Autoimmune hemolytic anemia (AIHA) is a group of acquired autoimmune disorders characterized by red blood cell hemolysis. In a phase 2, open-label, multicenter study, adults with warm AIHA, cold agglutinin disease, or mixed-type AIHA were administered once-daily 1.0 or 2.5 mg parsaclisib (selective phosphoinositide 3-kinase δ inhibitor) orally for 12 weeks, followed by an extension period. Dose increases (for AIHA worsening) or decreases (for tolerability) were permitted. Primary efficacy endpoint was the proportion of patients with complete (≥12 g/dL hemoglobin [Hgb]) or partial (10–12 g/dL Hgb or ≥2 g/dL increase from baseline) response at any visit during weeks 6–12 not attributable to transfusion. Among 25 enrolled patients (median age, 63 y), 16 (64%) achieved a partial or complete Hgb response during weeks 6–12. Responses were observed by week 1 in 52.0% of patients with incremental improvements during weeks 6–12 and sustained responses during the extension period. Responses were higher among patients with warm AIHA versus other types (75.0% vs. 44.4%). Clinically meaningful improvements in Functional Assessment of Chronic Illness Therapy-Fatigue scores were observed at weeks 6 and 12. All patients had treatment-emergent adverse events (TEAEs), most commonly diarrhea (32.0%) and pyrexia (28.0%). Grade ≥3 TEAEs occurred in 13 patients (52.0%). TEAEs considered possibly related to treatment occurred in 11 patients (44.0%). No dose reductions were required; six patients (24%) discontinued for a TEAE. In summary, parsaclisib was well tolerated and resulted in substantial improvements in Hgb response at week 1, with durable responses through the extension period.

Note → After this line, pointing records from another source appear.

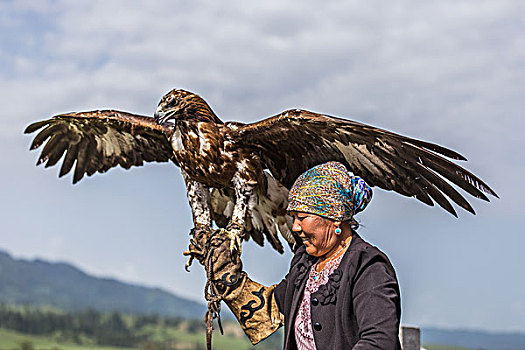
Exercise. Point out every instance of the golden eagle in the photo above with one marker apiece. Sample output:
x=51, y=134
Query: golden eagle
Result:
x=238, y=175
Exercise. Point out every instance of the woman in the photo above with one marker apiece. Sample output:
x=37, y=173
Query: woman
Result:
x=340, y=292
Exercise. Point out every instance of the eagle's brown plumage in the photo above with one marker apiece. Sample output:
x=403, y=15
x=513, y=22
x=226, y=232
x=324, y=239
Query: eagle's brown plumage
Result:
x=224, y=163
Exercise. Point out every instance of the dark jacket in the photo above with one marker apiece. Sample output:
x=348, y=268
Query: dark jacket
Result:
x=358, y=308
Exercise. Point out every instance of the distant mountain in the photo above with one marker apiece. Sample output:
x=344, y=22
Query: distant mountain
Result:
x=474, y=339
x=64, y=286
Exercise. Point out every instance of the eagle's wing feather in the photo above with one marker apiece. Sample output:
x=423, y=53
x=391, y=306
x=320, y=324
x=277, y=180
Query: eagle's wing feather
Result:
x=97, y=141
x=296, y=140
x=266, y=216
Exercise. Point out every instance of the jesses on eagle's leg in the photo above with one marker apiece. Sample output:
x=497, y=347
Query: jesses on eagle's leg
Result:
x=199, y=198
x=243, y=193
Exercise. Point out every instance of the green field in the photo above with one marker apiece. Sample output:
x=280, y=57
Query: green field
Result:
x=171, y=339
x=443, y=347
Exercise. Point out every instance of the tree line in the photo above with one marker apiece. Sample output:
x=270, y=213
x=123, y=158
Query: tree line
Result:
x=109, y=329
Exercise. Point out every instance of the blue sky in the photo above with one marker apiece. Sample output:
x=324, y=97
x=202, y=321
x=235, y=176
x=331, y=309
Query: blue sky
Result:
x=450, y=72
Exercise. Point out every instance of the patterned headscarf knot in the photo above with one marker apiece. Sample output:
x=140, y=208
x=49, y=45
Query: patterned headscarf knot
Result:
x=329, y=190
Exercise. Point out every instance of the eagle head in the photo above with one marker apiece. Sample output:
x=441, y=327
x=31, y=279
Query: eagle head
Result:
x=180, y=104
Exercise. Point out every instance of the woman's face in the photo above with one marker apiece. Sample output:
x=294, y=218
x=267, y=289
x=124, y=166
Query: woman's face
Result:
x=316, y=232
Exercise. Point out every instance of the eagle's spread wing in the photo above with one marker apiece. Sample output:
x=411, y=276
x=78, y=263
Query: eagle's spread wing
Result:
x=100, y=140
x=295, y=140
x=266, y=216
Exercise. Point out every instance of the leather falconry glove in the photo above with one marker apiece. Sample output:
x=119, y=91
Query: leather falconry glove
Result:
x=253, y=304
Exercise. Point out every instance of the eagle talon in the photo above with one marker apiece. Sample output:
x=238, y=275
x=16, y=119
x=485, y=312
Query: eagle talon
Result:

Clinical trial registration

This trial was registered at ClinicalTrials.gov (NCT03538041).

Abstract Image

帕沙利西治疗原发性自身免疫性溶血性贫血:2期开放标签研究结果。
自身免疫性溶血性贫血(AIHA)是一组以红细胞溶血为特征的获得性自身免疫性疾病。在一项二期开放标签多中心研究中,患有温性AIHA、冷凝集素病或混合型AIHA的成人每天口服一次1.0或2.5毫克帕沙利西(选择性磷脂酰肌醇3-激酶δ抑制剂),疗程12周,然后延长疗程。允许增加剂量(因AIHA恶化)或减少剂量(因耐受性)。主要疗效终点是在第6-12周的任何一次就诊中,完全应答(血红蛋白[Hgb]≥12 g/dL)或部分应答(血红蛋白[Hgb]10-12 g/dL或比基线增加≥2 g/dL)且非输血所致的患者比例。在 25 名入组患者(中位年龄 63 岁)中,有 16 人(64%)在第 6-12 周达到了部分或完全 Hgb 反应。52.0%的患者在第1周时出现应答,在第6-12周期间病情逐渐好转,并在延长期内持续应答。温性 AIHA 患者的应答率高于其他类型患者(75.0% 对 44.4%)。在第6周和第12周,慢性疾病治疗功能评估-疲劳评分出现了有临床意义的改善。所有患者都出现了治疗突发不良事件(TEAEs),最常见的是腹泻(32.0%)和发热(28.0%)。13名患者(52.0%)发生了≥3级TEAE。11名患者(44.0%)出现了可能与治疗有关的TEAE。无须减少剂量;6 名患者(24%)因 TEAE 而停药。总之,帕沙利西耐受性良好,第 1 周时血红蛋白反应显著改善,延长期反应持久。临床试验注册:该试验已在 ClinicalTrials.gov (NCT03538041) 上注册。
本文章由计算机程序翻译,如有差异,请以英文原文为准。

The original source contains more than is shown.